Polysaccharides isolated from Cibotium barometz attenuate chronic inflammatory pain: Molecular chemical structure and role of phenylalanine.

This investigation represents a pioneering effort to examine the therapeutic effects of PCB specifically in the context of CFA-induced mice, as well as to elucidate the underlying mechanisms that facilitate such effects. Our study utilized advanced methodologies, namely high-performance liquid chromatography coupled with mass spectrometry (HPLC-MS)-based metabolomics, alongside comprehensive multivariate data analysis, to identify a distinctive metabolic profile associated with acute inflammation. Through our analyses, we discovered that several potential metabolites were significantly implicated in a variety of critical metabolic pathways.

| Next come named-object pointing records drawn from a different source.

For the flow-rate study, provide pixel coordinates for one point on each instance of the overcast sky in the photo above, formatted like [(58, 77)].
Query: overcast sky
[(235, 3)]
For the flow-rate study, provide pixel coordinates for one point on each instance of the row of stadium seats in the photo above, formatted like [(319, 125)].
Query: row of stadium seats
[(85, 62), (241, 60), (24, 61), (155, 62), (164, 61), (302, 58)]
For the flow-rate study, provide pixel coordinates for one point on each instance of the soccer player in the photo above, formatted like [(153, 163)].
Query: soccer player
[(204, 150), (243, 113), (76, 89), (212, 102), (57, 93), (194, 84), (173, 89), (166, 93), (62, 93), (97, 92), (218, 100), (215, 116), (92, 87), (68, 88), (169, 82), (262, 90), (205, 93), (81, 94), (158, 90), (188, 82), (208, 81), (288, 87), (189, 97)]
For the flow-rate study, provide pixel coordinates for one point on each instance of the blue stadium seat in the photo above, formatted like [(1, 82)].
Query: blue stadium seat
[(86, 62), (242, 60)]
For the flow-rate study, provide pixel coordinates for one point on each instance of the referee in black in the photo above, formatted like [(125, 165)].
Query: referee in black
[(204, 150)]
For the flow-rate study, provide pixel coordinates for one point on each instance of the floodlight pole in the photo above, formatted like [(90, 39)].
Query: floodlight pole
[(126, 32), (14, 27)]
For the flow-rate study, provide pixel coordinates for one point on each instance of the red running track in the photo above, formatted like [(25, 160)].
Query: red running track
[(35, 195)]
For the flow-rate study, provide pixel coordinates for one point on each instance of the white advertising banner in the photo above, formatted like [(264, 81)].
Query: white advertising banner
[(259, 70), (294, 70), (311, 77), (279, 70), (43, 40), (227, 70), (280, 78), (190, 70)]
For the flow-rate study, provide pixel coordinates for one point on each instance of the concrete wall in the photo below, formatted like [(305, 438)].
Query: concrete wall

These pathways include glycerophospholipid metabolism, which plays an essential role in maintaining cellular membrane integrity and signaling; the biosynthesis of phenylalanine, tyrosine, and tryptophan, which are vital amino acids involved in numerous physiological processes; phenylalanine metabolism, which is significant for neurotransmitter synthesis; as well as the metabolism of alanine, aspartate, and glutamate, which are crucial for various metabolic functions, including neurotransmission and energy production. The metabolic alterations observed in both serum and spinal cord samples provide invaluable insights into the biochemical changes associated with inflammatory processes, thereby highlighting the potential therapeutic impact of PCB. The findings from this study not only deepen our understanding of the metabolic disturbances that occur during acute inflammation but also offer a solid theoretical foundation for clarifying the specific mechanisms through which PCB exerts its anti-inflammatory effects.